The last half of my Psychiatry Clerkship is at a local community hospital in suburban Boston. The biggest difference is that we spend the bulk of our time in an inpatient geriatric psychiatry ward. This is in stark contrast to the Psychiatry Consult Service I was on earlier, in which the patients were hospitalized primarily for a medical or surgical reason. The patients at the community hospital have serious psychiatric problems. My first patient, Leroy, is an elderly African-American man with schizophrenia. To be diagnosed with schizophrenia, a person needs two or more of the following symptoms present for one month:
- Delusions
- Hallucinations
- Disorganized speech
- Grossly disorganized or catatonic behavior
- Negative symptoms (like a flat affect, alogia, or avolition)
You'll recall that one of my previous patients, Clive, had what we thought was schizoaffective disorder, which is schizophrenia with the presence of mood symptoms (depression, mania, hypomania).
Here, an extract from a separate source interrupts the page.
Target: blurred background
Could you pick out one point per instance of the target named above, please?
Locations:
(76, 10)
I perform the chart biopsy on Leroy and it looks as if he's the chronic paranoid type of schizophrenic. He's been admitted to the geriatric psych ward because of a "change in mental status." I'm not sure what that means, but most probably it refers to him becoming difficult in whatever setting he was in previously (nursing home, assisted living, etc), they got tired of it, and booted him into the hospital. He's homeless, though, and has no close family. The internist has noted that Leroy has a fungal infection on his right hand. Currently, he's on fifteen different medications that treat a number of issues, ranging from the infection to psychotic symptoms.
I stride (yeah, right)....nay, I
step with trepidation into the ward (it's a 'locked-in' unit, so the patients can't elope) and look for Leroy. One of the nurses points him out to me - Leroy is sitting in the corner, isolating himself from the rest of the patients. I walk up to him and introduce myself, offering my hand. Leroy just looks at me with suspicion, then ten seconds later, offers his hand. The fungal infection is
HYOOGE. The skin is flaky white up to his wrist. Every fingernail is
discolored (note: that link is unsafe for the queasy and those eating lunch).
To shake or not to shake? In the next 5 milliseconds during which I reach to grasp his hand, I'm thinking to myself: "I can't renege on the handshake, can I? Oh, great, Mike. Way to go." Leroy and I shake hands.
The interview is rather uneventful. Leroy's thought process and speech are highly disorganized, so he perseverates on random topics that have nothing to do with the questions I ask him. Some of his answers are tangential and just take off and float away into the ether. He's hard to follow because he speaks in a monotone mumble, and all I can think at this time is to not touch
anything on my person - not my notes, not my pen, not my pants, not anything. I'm holding my hand at my side awkwardly, I'm sure, as it seems to be pining for a scrubbing with soap and hot water.
The goal for Leroy while he's in the ward is to get him to a point where the social worker can find a nursing home that will accept him. He seems to have calmed down, and he seems quite friendly, as schizophrenics go. In the psychiatry texts, schizophrenia is described as an illness that demonstrates the
downward drift hypothesis, in which schizophrenics are unable to function in society and hence sink to lower socioeconomic groups. While Clive and Leroy are certainly noticeably different than us "normal people", I can see that they would be able to fend for themselves independently at some level, despite what the textbooks say.
I end the interview, perhaps a little flustered by Leroy's lack of coherence. Perhaps our interaction, though, has stirred him a little, because, as I turn to leave, Leroy calls after me: "Don't forget to wash your hands."